Protective effect of pranlukast on A beta sub(1-42)-induced cognitive deficits associated with downregulation of cysteinyl leukotriene receptor 1

Deposition of extracellular amyloid- beta (A beta ) peptide is one of the pathological hallmarks of Alzheimer's disease (AD). Accumulation of A beta is thought to associate with cognition deficits, neuroinflammation and apoptosis observed in AD. However, effective neuroprotective approaches against A beta neurotoxicity are unavailable. In the present study, we analysed the effects of pranlukast, a selective cysteinyl leukotriene receptor 1 (CysLT sub(1)R) antagonist, on the impairment of learning and memory formation induced by A beta and the probable underlying electrophysiological and molecular mechanisms. We found that bilateral intrahippocampal injection of A beta sub(1-42) resulted in a significant decline of spatial learning and memory of mice in the Morris water maze (MWM) and Y-maze tests, together with a serious depression of in vivo hippocampal long-term potentiation (LTP) in the CA1 region of the mice. Importantly, this treatment caused significant increases in CysLT sub(1)R expression and subsequent NF- Kappa B signaling, caspase-3 activation and Bcl-2 downregulation in the hippocampus or prefrontal cortex. Oral administration of pranlukast at 0.4 or 0.8 mg/kg for 4 wk significantly reversed A beta sub(1-42)-induced impairments of cognitive function and hippocampal LTP in mice.

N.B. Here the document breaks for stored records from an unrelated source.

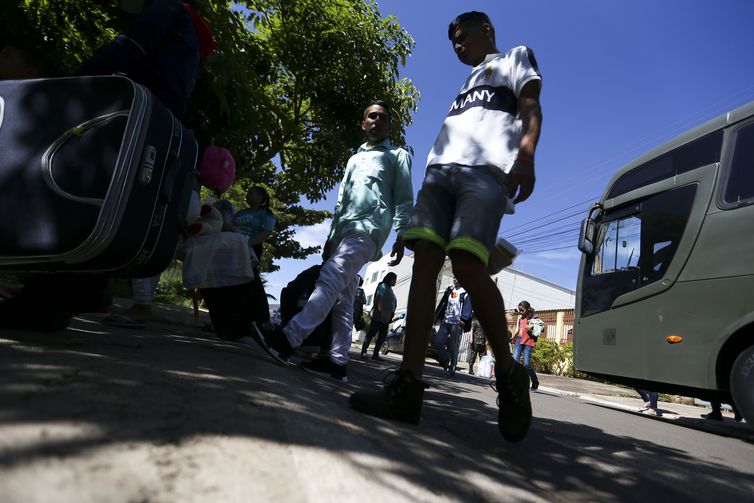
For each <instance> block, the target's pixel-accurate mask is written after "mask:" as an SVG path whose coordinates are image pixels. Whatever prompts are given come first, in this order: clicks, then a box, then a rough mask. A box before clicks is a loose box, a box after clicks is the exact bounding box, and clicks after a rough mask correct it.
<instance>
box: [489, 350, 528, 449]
mask: <svg viewBox="0 0 754 503" xmlns="http://www.w3.org/2000/svg"><path fill="white" fill-rule="evenodd" d="M495 374H496V375H497V377H498V380H497V383H496V386H495V388H496V389H495V391H497V406H498V413H497V427H498V430H500V434H501V435H502V436H503V438H504V439H505V440H507V441H508V442H519V441H521V440H523V438H524V437H525V436H526V434H527V433H528V432H529V427H530V426H531V401H530V399H529V376H528V375H527V372H526V369H525V368H524V366H523V365H521V364H520V363H518V362H514V363H513V366H512V367H511V369H510V371H509V372H508V374H507V375H506V376H505V377H504V378H503V377H502V376H503V375H505V374H502V373H500V372H497V370H496V372H495Z"/></svg>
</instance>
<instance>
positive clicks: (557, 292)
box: [363, 254, 576, 314]
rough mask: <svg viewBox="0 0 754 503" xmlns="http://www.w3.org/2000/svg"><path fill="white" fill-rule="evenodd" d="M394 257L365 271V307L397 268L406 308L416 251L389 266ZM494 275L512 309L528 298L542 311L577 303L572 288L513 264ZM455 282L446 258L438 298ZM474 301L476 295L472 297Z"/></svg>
mask: <svg viewBox="0 0 754 503" xmlns="http://www.w3.org/2000/svg"><path fill="white" fill-rule="evenodd" d="M391 260H392V259H391V258H390V257H389V256H387V255H386V256H384V257H382V258H381V259H380V260H378V261H377V262H372V263H370V264H369V265H368V266H367V268H366V272H365V274H364V286H363V288H364V293H365V294H366V297H367V304H366V306H365V308H366V309H367V310H368V309H371V307H372V301H373V298H374V291H375V289H376V288H377V285H378V284H379V283H380V281H382V278H384V277H385V274H387V273H388V272H389V271H392V272H394V273H395V274H396V275H397V276H398V278H397V281H396V284H395V287H394V288H393V292H395V296H396V298H397V300H398V307H397V309H396V313H397V314H401V313H404V312H406V303H407V302H408V289H409V285H410V284H411V270H412V268H413V264H414V258H413V254H409V255H406V256H405V257H403V260H402V261H401V263H400V264H398V265H397V266H396V267H388V265H387V264H388V262H390V261H391ZM492 279H493V280H494V281H495V283H496V284H497V287H498V289H499V290H500V293H501V294H502V296H503V300H504V301H505V306H506V308H508V309H514V308H515V307H516V305H517V304H518V303H519V302H520V301H522V300H528V301H529V302H530V303H531V305H532V306H533V307H534V308H535V309H536V310H538V311H540V310H553V309H558V310H560V309H563V310H567V309H573V308H574V306H575V303H576V292H575V291H574V290H570V289H568V288H565V287H562V286H560V285H556V284H554V283H550V282H549V281H545V280H543V279H540V278H537V277H536V276H533V275H531V274H527V273H525V272H522V271H518V270H516V269H514V268H512V267H509V268H507V269H504V270H502V271H501V272H499V273H498V274H496V275H494V276H493V277H492ZM452 283H453V272H452V269H451V266H450V260H449V259H446V260H445V265H444V266H443V268H442V273H441V274H440V277H439V278H438V288H437V299H436V301H438V302H439V300H440V297H441V296H442V294H443V292H444V291H445V288H446V287H447V286H448V285H451V284H452ZM472 302H473V299H472Z"/></svg>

Furthermore, pranlukast reversed A beta sub(1-42)-induced CysLT sub(1)R upregulation, and markedly suppressed the A beta sub(1-42)-triggered NF- Kappa B pathway, caspase-3 activation and Bcl-2 downregulation in the hippocampus and prefrontal cortex in mice. Liquid chromatography-tandem mass spectrometry (LC-MS/MS) assay confirmed its presence in the brain after oral administration of pranlukast in mice. These data disclose novel findings about the therapeutic potential of pranlukast, revealing a previously unknown therapeutic possibility to treat memory deficits associated with AD.